Is this just the first access of these 2 buffers? How do the rest of CopyBuffers look like?
CreateBuffer seems to be opportunistic and there could be some buffer initialization going on.
Finally, a question that I had all along these performance threads. Could any other processes run at the same time? If this is a display card, could it be that display rendering is responsible for some of these performance variations?
When we create the buffers we also enqueue a write to them to make sure they are actually created before we start using them, so this is not the case of lazy initialization.

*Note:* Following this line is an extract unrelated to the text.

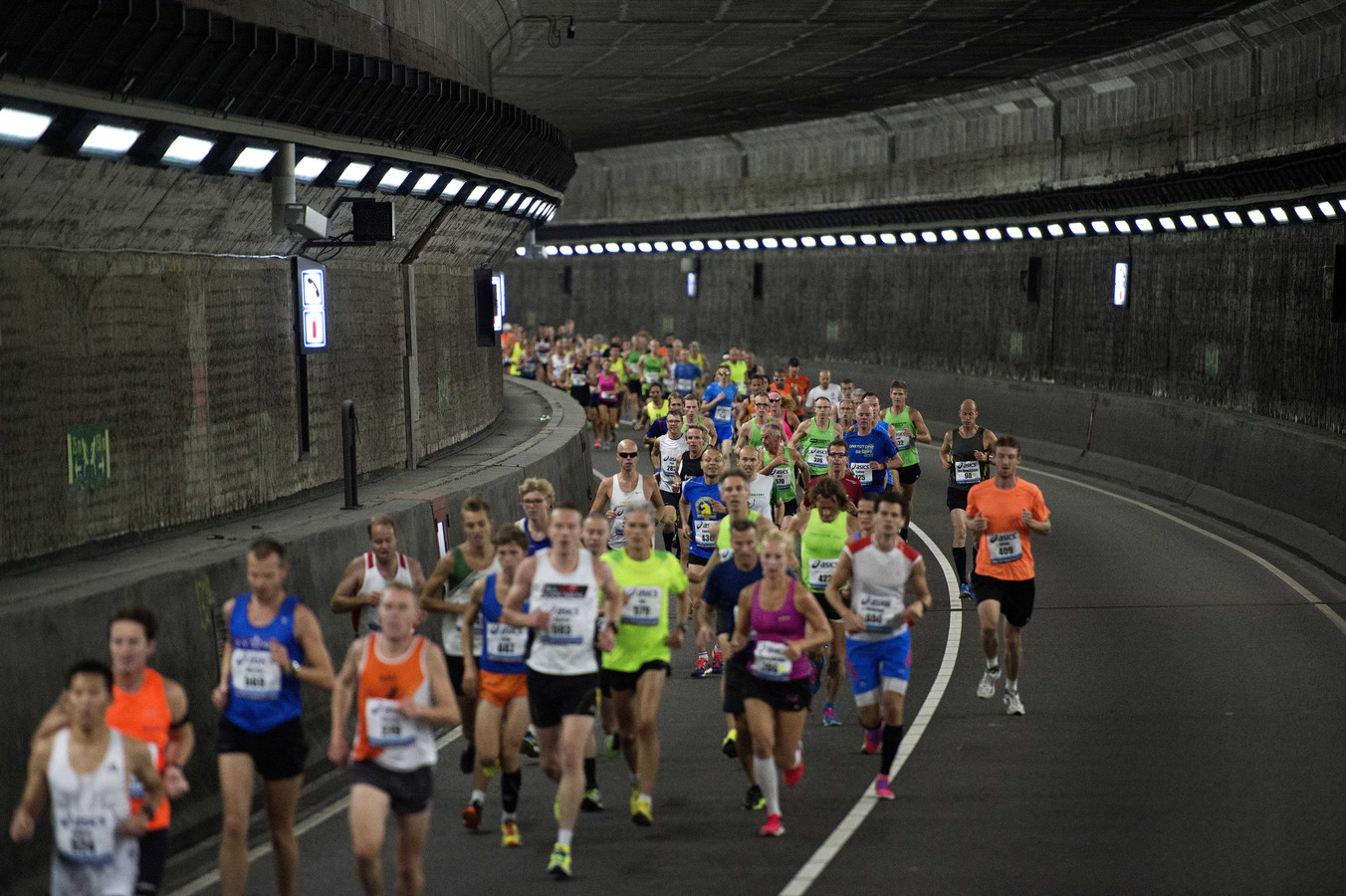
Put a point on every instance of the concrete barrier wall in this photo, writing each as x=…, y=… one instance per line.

As for other processes running, that's not the case. That's an 8 core machine, the only thing running is the process running the OpenCL host code, no other time consuming process is running.
As for a display card, that's also not the issue. The display is using the Intel iGPU while the AMD GPU is used solely for OpenCL compute.
Thanks for the clarifications. Nicely controlled environment.
Have you verified profiling from your host side? It doesn't have CodeXL's resolution, but time needed to complete CopyBuffer should equal sum
of queueing and execution in CodeXL's profiler.
I have also seen weird execution times in my programs under CodexL profiler, even violating single queue prioritization.
I have even seen event completion before kernel has even started, so I assumed that this is a profiler issue.
(CodeXL is *very* buggy. Have given up raising tickets about it :-()
One last question: Is that the only CopyBuffer that looks like that, or are there more?